The Absolutely True Diary Of A Part Time Indian by Sherman Alexie

YA books get a bad rap in the book world. In plenty of cases this is widely deserved. Some of them are terrible, some good, some make you glad you are alive. This one falls in the glad you are alive pile 

I’m going to skip, unfairly maybe, over the social implications of this book. Furthermore, I’m going to bypass the fact that people have tried to ban it in plenty of school districts. Normally takes the Stud Terkel approach to banned book. “There are x number of pages in a book, what does it say about you if all you see are the dirty ones?” You could go further by saying there are X number of books.....but....

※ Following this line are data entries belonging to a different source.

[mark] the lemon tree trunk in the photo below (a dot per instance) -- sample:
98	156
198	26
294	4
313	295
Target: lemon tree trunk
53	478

Past the banning books argument, I want to talk about how this book hits at a nerve a lot of adults they have. That nerve; what it’s like to be a kid. Not a kid in 2019, but a kid period. Adults forget what it’s like to be mixed up beyond belief. Unless you are around them all the time, kids are an anathema to adults. Even parents struggle. Part of this is by nature, part of it is the adult’s refusal to embrace the fact they were once that terrible/awkward/funny/upset/proud/happy. To say this book brings it all back is cliche and petty, but I will pay the toll on the lazy expressway and say it anyway.

When was the last time you felt utterly hated as a 13 year old kid? When was the last time you felt that period? Now, take that feeling and put it on your 13 year old self, and you get an idea what the main character of this book goes through. Then you heap on the layers of life on an Indian reservation, life as a person growing up in poverty, with a drunk father, trying to do well by themselves, trying to fit in, trying to fit in at a new school and with health problems. Get the idea?

Do not get me wrong here, I am not here admonish you adults that read this. I’m not. But please remember, if you can, what it was like to be 13 and having your best friend punch you in the face. If you can’t, that's fine. For the sake of fun, strip away any self-confidence you have, make it hard to understand what you’re thinking as much as you can, maybe pull off the layers of control you have built up, then go hang out with a bunch of other people doing the same. OR….READ THIS BOOK. Either way, you’ll get an idea of what it’s like to be a 14 year old kid, no matter the year.

We as adults think we have it soooooo much harder than kids. Nah. We just have problems that we have the where-with-all to correct, or avoid to start with.